It’s spring in South Louisiana and that means…
CRAWFISH BOILS!
If you’re lucky enough to eat your fill and still have leftovers, you may find yourself in a rut with what to do with them. I’ve made everything from potato salad and soup to omelets and pizzas with crawfish boil leftovers. Today I’m sharing a few of my favorite post-boil go-to recipes. (Proceed with caution if you’re trying to be healthy — lots of butter and cream ahead!)
Shrimp & Crawfish Marilyn (Shrimp & Crawfish Pasta)
There’s no shortage of crawfish pasta recipes out there, but here’s one for a quick and easy dish my beloved MawMaw, Marilyn Seiler, created that is sure to WOW! This is great with just crawfish, just shrimp, or a combination of both. (If you’re using shrimp or crawfish that’s already boiled, just be careful not to let them overcook and become rubbery.)
- 1 pound crawfish tails and/or shrimp (or add more if you’ve got ‘em!)
- 4 tablespoons (1/2 stick) butter
- 1 onion, diced
- 1 green bell pepper, diced
- 3 stalks celery, diced
- 2+ tablespoons minced garlic, to taste (I like to use the crawfish boil garlic if I’ve got it)
- Tony Chachere’s seasoning blend, to taste
- 2 cans Italian style stewed tomatoes
- 8 oz. grated Parmesan cheese (the powdery kind)
- 8 oz. bag shredded Italian cheese blend (or can substitute mozzarella)
- 2 cups half & half
- OPTIONAL: the crawfish boil mushrooms or any other crawfish boil leftovers you’d like to add in, cut into bite-sized pieces
- Pasta of choice for serving
NOTE: we’ve used angel hair, penne, cheese tortellini, and even mushroom ravioli that we cooked in the crawfish boil water (Thanks to my friend Jessica M. for that suggestion!).
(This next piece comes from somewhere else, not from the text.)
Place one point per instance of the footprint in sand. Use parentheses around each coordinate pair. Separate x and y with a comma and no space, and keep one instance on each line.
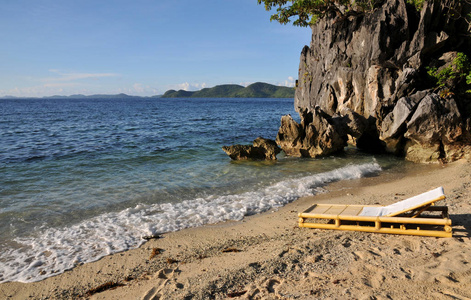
(262,290)
(161,278)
It’s all delicious!)
Melt butter in a Dutch oven over medium high heat. Add in your onion, bell pepper, celery & garlic and sauté until onions are clear. Add your crawfish & shrimp — being careful not to overcook! Add in mushrooms, if using. Add your cans of tomatoes with their juices and then sprinkle in the Parmesan cheese and combine well. Add the shredded Italian cheese blend and stir constantly until melted. Lower the heat to low. Slowly add in your half & half, stirring constantly. Season with Tony’s to taste and serve over pasta.
Crawfish Boil Mashed Potatoes (in the Instant Pot)
No Instant Pot? No problem! Simply heat your potatoes on the stove in water, drain, and continue on adding the garlic, butter & cream cheese.
- 3(ish) pounds of leftover crawfish boil potatoes
- 1/2 cup chicken broth or water
- 2+ tablespoons minced garlic, to taste (I like to use the crawfish boil garlic if I’ve got it)
- 8 tablespoons (1 stick) butter
- 8 ounces cream cheese (no worries if you don’t soften it first, the heat of the Instant Pot will do it for you)
- OPTIONAL: milk to thin the consistency
- Salt & pepper, to taste
Put the potatoes, garlic, and chicken broth or water in the Instant Pot. Cook at high pressure for 5 minutes (this is mainly to heat and soften the already cooked potatoes) and quick release the pressure. Add in the butter and cream cheese and put the lid back on. Wait 10 minutes to allow the butter to melt and the cream cheese to soften. After 10 minutes, mash mash mash! Add in a little milk if potatoes are too thick. Season with salt and pepper to taste.
Crawfish Boil Corn Maque Choux
This recipe is based on a classic New Orleans-style Maque Choux recipe, but substitutes crawfish boil corn for fresh. Feel free to add crawfish tails to this one and serve it over rice to make it a meal!
- 2 tablespoons butter
- 1 onion, diced
- 1 red bell pepper, diced
- 3 stalks celery, diced
- 2+ tablespoons minced garlic, to taste (I like to use the crawfish boil garlic if I’ve got it)
- Tony Chachere’s seasoning blend, to taste
- 8-10 leftover crawfish boil mini corn cobs, kernels cut from the cobs to make about 4 cups
- 1/3 cup chicken broth
- 3/4 cup heavy cream
In a large skillet, melt the butter over medium-high heat. Add the onions, celery, bell pepper, and garlic and sauté until the onions are clear. Add the corn and cook, stirring constantly for about 3 minutes. Add the chicken broth and cook until almost all evaporated, about 5 minutes. Add the cream, bring to a boil, and cook until the sauce is thickened, 3 to 4 minutes. Serve as a side dish as is or you could also serve over rice.